HDInsight: HBase or Azure Table Storage?


The main differences will be in both functionality and cost.

Azure Table Storage doesn't have a map reduce engine attached to it in itself, though of course you could use the map reduce approach to write your own.

You can use Azure HDInsight to connect Map Reduce to table storage. There are a couple of connectors around, including one written by me which is hive focused and requires some configuration, and may not suit your partition scheme (http://www.simonellistonball.com/technology/hadoop-hive-inputformat-azure-tables/) and a less performance focused, but more complete version from someone at Microsoft (http://blogs.msdn.com/b/mostlytrue/archive/2014/04/04/analyzing-azure-table-storage-data-with-hdinsight.aspx).

The main advantage of Table Storage is that you aren't constantly taking processing cost.

If you use HBase, you will need to run a full cluster all the time, so there is a cost disadvantage, however, you will get some functionality and performance gains, plus you will have something a bit more portable, should you wish to use other hadoop platforms.
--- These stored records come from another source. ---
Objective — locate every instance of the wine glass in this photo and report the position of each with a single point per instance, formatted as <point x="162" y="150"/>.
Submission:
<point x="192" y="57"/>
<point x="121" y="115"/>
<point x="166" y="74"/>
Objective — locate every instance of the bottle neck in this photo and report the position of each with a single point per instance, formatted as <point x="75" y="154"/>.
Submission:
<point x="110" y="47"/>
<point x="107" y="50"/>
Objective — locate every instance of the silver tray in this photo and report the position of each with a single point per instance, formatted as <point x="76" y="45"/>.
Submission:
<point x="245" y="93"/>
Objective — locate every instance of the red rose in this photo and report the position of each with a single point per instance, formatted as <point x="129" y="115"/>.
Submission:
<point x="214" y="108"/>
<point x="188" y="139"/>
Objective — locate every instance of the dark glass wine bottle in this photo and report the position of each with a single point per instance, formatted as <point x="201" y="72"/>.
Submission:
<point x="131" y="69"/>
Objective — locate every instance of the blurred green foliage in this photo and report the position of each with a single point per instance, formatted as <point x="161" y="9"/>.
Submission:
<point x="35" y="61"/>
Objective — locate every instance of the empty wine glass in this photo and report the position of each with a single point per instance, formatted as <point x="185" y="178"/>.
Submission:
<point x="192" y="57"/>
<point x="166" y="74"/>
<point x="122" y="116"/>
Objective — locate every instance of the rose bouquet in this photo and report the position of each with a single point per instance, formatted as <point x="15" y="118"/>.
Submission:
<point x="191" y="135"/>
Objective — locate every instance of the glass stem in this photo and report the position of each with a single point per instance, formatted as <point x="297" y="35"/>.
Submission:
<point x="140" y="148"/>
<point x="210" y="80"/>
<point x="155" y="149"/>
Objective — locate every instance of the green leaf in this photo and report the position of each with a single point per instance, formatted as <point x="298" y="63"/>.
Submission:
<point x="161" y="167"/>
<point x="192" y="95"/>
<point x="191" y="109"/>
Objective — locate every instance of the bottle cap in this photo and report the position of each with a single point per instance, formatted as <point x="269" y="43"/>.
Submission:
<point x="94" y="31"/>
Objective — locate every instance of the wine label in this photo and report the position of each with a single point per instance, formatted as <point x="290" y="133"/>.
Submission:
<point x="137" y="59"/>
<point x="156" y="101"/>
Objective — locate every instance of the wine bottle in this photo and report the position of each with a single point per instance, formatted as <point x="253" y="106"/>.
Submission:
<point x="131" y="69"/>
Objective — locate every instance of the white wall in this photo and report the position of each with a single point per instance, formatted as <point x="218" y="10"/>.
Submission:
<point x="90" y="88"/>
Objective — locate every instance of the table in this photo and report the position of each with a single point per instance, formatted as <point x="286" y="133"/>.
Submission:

You would also have access to a much greater range of analytic functionality with the HBase option.


HDInsight (HBase/Hadoop) uses Azure Blob storage not ATS. For your data-storage you will charged only applicable blob storage cost, based on your subscription.

P.S. Don't forget to delete your cluster once job has completed, to avoid charges. Your data will persist in BLOB storage and can be used by next cluster you build.